Notre excellent confrère Pierre Schneider nous ayant faire parvenir une analyse fouillée du dernier ouvrage d'Yves Taillefer, nous vous la livrons telle quelle, car pour paraphraser certains fâcheux d'avant-guerre que Joubert ne connaissait que trop bien alors, tout ce qui est Signe de Piste (ou feint de l'être) est nôtre... :-)
Die Hard chez les SUF, et un Signe de Piste en guise de prologue.
"Le deuxième jeu" et "Iaume le preux", par Yves Taillefer, Paris, 2007.
Écartons d'emblée les affirmations de l'éditeur qui présente ce roman en deux tomes comme "magnifique, plein de force et de poésie", ayant "déjà [sa] place aux côtés des classiques de la collection Signe de Piste : […] Dalens, […] Foncine et […] Valbert". Ce n'est que partiellement vrai et c'est à nous, aux autres lecteurs, au temps, de décider.
1°) l'histoire
Iaume (diminutif de Guillaume) est un scout aîné, second de patrouille puis CP, travaillé par un désir de bonheur et d'absolu qu'il ne parvient pas à nommer encore. Iaume est également travaillé par sa petite acédie personnelle. Rien de grave : il est trop vieux pour les scouts, qui sont puérils (au mieux) et inintéressants. Bref, pesanteur et grâce, exil et royaume.
Au cours d'un grand jeu, alors qu'il tente de faire le malin, Iaume connaît une "near life experience", un de ces moments où le monde s'élargit, où l'esprit semble s'éveiller d'un sommeil séculaire, où parfois les cohortes angéliques descendent sur leur char de feu, à pleines trompettes et où un rayon de gloire divine se pose sur les hommes. Ces moments, d'intensité et de durée variables, l'auteur les appelle "le royaume", les théologiens l'appellent "consolation" et autres jolis termes similaires.
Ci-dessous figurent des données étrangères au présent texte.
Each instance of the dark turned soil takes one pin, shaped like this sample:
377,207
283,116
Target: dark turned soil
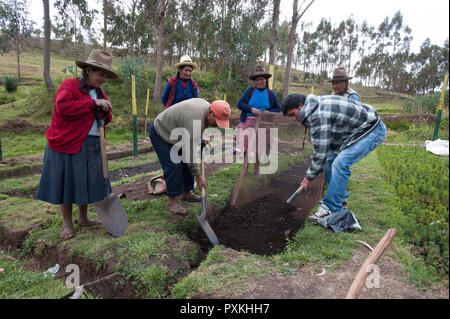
262,227
20,125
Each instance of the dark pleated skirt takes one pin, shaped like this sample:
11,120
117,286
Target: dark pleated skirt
73,178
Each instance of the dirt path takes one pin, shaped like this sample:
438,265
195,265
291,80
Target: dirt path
309,283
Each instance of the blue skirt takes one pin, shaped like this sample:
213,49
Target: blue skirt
73,178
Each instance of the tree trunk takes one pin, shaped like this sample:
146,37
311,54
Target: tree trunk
133,24
18,57
160,49
47,78
105,22
295,19
274,40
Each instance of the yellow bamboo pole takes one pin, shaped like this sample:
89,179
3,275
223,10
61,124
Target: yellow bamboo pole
440,109
271,79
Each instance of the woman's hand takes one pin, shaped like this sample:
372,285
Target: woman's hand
105,105
256,112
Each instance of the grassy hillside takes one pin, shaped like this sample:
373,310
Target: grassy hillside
156,255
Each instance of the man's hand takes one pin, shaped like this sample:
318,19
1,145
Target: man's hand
305,183
201,182
105,105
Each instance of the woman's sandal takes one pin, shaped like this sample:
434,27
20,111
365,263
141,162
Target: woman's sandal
194,198
66,233
178,211
89,224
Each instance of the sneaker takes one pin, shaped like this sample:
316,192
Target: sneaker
321,213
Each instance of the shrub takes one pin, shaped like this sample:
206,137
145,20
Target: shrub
5,98
425,104
420,180
10,82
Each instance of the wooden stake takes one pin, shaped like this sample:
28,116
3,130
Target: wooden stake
374,256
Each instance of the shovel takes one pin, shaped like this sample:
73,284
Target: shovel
297,192
201,219
109,210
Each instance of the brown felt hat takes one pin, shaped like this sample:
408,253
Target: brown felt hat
340,74
186,60
259,71
101,60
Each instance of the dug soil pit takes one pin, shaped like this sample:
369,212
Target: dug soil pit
265,224
262,227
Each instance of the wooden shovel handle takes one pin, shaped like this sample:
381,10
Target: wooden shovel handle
202,166
360,279
103,151
101,130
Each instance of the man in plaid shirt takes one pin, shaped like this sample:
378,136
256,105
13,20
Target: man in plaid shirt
343,132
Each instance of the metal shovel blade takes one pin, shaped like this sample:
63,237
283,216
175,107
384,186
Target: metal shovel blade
208,230
112,215
205,225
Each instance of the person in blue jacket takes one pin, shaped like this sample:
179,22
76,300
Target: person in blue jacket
180,87
253,103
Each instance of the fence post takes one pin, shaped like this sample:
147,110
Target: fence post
440,108
133,104
146,111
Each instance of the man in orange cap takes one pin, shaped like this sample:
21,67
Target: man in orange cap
340,85
184,123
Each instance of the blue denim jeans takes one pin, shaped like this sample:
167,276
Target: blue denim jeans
178,177
337,167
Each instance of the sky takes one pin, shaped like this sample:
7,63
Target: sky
427,19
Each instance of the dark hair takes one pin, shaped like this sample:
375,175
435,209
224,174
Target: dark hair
84,87
292,101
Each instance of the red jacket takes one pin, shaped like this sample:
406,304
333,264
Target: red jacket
73,116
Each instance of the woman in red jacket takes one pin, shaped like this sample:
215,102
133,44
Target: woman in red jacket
72,170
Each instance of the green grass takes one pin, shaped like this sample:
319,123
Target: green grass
22,212
25,185
20,144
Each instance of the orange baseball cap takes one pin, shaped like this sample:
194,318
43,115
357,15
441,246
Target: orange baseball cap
222,112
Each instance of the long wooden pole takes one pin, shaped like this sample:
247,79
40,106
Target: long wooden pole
361,277
133,102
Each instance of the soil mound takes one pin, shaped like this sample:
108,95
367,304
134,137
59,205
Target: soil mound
20,125
262,227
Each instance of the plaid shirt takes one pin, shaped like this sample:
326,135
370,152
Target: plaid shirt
335,123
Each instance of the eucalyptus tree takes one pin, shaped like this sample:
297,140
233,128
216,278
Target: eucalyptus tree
47,78
16,25
72,17
297,14
162,6
274,39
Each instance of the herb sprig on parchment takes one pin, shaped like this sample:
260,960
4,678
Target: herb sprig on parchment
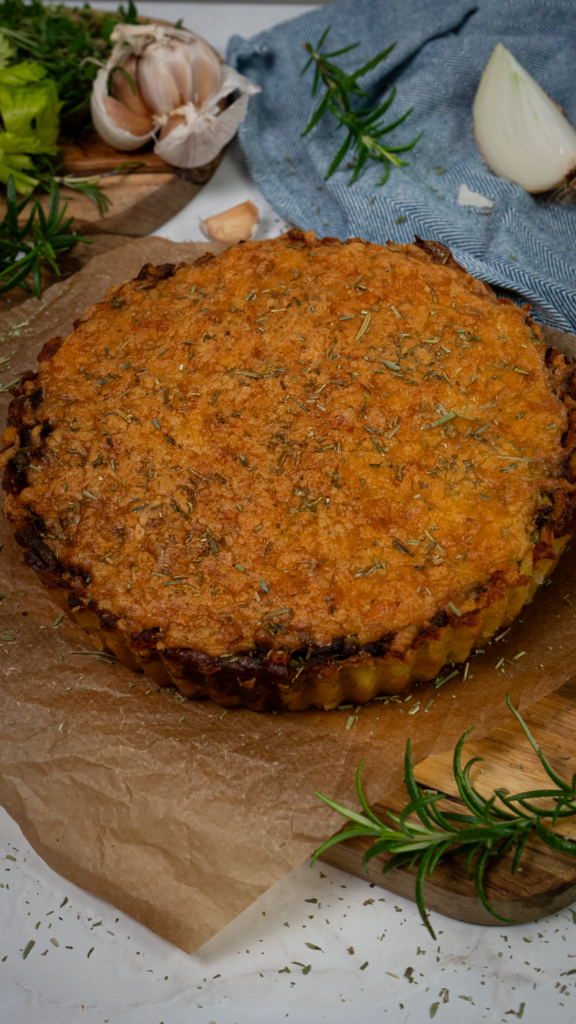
488,832
365,127
41,238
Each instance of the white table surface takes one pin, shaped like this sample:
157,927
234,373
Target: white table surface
107,968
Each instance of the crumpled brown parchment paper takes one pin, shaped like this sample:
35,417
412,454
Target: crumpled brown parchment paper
177,813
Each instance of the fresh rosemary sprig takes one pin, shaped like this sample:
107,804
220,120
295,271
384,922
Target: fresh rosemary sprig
365,127
60,38
43,237
488,832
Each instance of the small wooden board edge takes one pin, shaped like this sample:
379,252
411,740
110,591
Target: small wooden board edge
545,881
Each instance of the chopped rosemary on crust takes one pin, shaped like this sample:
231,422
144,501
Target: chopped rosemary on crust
184,431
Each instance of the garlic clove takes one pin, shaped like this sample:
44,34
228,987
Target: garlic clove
237,224
113,121
122,90
521,132
231,82
165,77
136,124
173,121
207,71
204,134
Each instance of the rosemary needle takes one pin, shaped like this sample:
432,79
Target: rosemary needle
365,127
488,832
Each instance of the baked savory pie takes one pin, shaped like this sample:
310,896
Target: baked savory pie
297,473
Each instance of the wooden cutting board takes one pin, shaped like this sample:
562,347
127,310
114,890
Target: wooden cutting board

L'auteur en a sans doute connu et en dote Iaume généreusement.
Dans "le deuxième jeu", le premier des deux tomes, Iaume en a assez des scouts et sent que la dernière médaille en chocolat qu'il n'a pas, le grade de CP, lui sera refusée de toute façon. Rien ne le retient plus dans un camp trop étroit pour lui et dans des grands jeux qu'il abhorre. Il a vu que le scoutisme pouvait, par accident, lui montrer la porte du royaume ; il a aussi compris que le scoutisme ne pouvait pas la lui faire franchir. Iaume choisit logiquement le bien supérieur, le Royaume, et fugue du camp.
Dans "Iaume le preux", le tome second, notre héros est devenu CP contre les attentes. Il se retrouve encore dans un de ces grands jeux qu’il abomine. Pire, il doit cette fois faire le CP, entraîner sa patrouille dans des gamineries auxquelles il ne croit plus. Il doit feindre et n’a pas le cœur à cela. Il est de surcroît écrasé par trois modèles : Geoffroy, son ancien et médiocre CP de l’année passée, Guil, son premier et brillant CP, et Philippe, son ennemi intime, le CP d’une patrouille rivale, lisse, léché, sans défaut et sans âme. En bref, ce qu’il doit éviter d’être, ce qu’il doit aspirer à être, et ce qu’il ne veut pas être.